実を言うとこの男子はかなりの猫かぶりなのだ。人前では良い人を演じてはいるが、その裏は凄まじく柄が悪い不良だ。良いのは外面だけで、本当は悪魔のような事も平気でやる人間であった。
この面は幸もよく知っているので、だからこそ呼び出しに逆らえないでいたのだ。現に今だって反論したら殺されると考え、幸は黙って痛む頬を手で押さえるしか出来ないでいた。
「この俺様が、こ~んなにも頼んでやってるのに何様なんだテメエは。温厚な俺様でも仕舞いにはキレるよ?」
「………」
声自体は落ち着いているが顔には怒りが滲み出ており、幸は怖くて言葉を発せなかった。そればかりか体も小刻みに震えており、それに気付いた周りの男子たちが笑い始めた。
「ハハハハハ、この女マジでビビっちゃってますよ! 泣いちゃいますぜ、久保田さん」
「そいつは困る。泣くなよ、ムカついて殺しちゃいそうだから」
突然変化した先ほどの男子……久保田と男子たちはそんな事を言いながら下品に笑い続けた。
かなり低脳な奴らなのは間違いないのだが、今の幸にはそれでも恐怖であった。久保田たちなら、本当に泣かれてムカついたから殺したという事がありえなくもないからだ。
前に急いで帰宅しなければいけない時があり、その時も今日と同じく久保田たちは幸に絡んできた。
だが急いでいた幸は早く話を終わらせて帰ろうとしたところ、その素っ気ない返事が久保田の癇に障り、幸は集団で殴られまくってしまった。しかも肉眼ではなかなか確認出来ない腹部辺りを重点的に殴られた。しかもそれがいけなかったのかストレスからなのか、幸は家に帰った後はしばらくトイレで吐いていた。
つまり、自分の思い通りにならないのなら平気で暴力を振るう……そんな連中という事なのだ。
それに噂によると暴走族との知り合いも多いらしく、下手すれば踏んではいけない地雷を踏んでしまう可能性もある。幸としては早々に縁を切りたいところだが、現実はそんなに甘くはなかった。
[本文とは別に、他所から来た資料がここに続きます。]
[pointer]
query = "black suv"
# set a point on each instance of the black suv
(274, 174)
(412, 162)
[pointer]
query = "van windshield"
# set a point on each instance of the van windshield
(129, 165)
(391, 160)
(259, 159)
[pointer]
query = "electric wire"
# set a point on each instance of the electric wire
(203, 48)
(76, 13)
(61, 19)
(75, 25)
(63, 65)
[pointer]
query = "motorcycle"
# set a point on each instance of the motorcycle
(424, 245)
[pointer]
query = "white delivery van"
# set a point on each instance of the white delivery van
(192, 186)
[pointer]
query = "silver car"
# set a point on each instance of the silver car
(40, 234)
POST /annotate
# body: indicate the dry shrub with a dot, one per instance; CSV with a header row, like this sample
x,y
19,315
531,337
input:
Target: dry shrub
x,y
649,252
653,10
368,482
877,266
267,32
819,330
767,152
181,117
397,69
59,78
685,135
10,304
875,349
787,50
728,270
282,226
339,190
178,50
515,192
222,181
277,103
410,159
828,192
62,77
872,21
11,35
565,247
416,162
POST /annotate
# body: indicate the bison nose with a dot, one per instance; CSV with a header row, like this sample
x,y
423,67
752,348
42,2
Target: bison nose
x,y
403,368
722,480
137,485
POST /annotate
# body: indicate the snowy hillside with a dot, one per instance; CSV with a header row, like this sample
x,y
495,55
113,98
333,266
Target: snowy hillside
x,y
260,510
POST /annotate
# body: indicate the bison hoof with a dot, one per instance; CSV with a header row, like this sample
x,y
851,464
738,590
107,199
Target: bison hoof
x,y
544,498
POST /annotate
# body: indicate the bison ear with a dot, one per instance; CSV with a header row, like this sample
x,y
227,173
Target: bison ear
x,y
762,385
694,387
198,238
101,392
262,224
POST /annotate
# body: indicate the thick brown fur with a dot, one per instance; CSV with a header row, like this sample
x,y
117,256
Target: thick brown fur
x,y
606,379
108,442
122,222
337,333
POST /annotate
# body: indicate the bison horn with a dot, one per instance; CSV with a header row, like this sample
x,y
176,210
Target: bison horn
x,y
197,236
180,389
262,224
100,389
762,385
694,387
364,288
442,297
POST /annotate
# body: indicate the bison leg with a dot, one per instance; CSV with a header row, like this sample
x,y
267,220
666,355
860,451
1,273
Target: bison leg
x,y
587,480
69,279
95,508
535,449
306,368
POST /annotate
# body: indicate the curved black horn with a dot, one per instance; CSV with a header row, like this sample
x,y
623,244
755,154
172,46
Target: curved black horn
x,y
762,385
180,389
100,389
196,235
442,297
「まあ、あともうちょっとだけ猶予をやるよ。その間によく考えとけよ。まだ死にたくないんだったらな」
久保田の脅しに対し、幸は静かに頷く事しか出来なかった。
「それと、この事は友達とかにチクるんじゃねえぞ。チクったら即殺す」
「大丈夫ですよ。コイツ友達いませんから」
「ああ、それもそうか」
久保田たちは再び大笑いし、そのままその場から去っていった。
「………」
幸は久保田たちの姿が見えなくなるのを確認してから、制服に付いた汚れを手で払って立ち上がった。
それから蛇口がある所へと移動し、ハンカチを濡らして赤くなっている頬へと当てる。現在が2月だからなのか、濡れたハンカチは思った以上に冷たく感じた。
「友達がいれば……助けてくれるんでしょうね……」
苦笑まじりにそう言うが返答など返ってくる訳もなく、幸は寂しさを感じつつ下校した。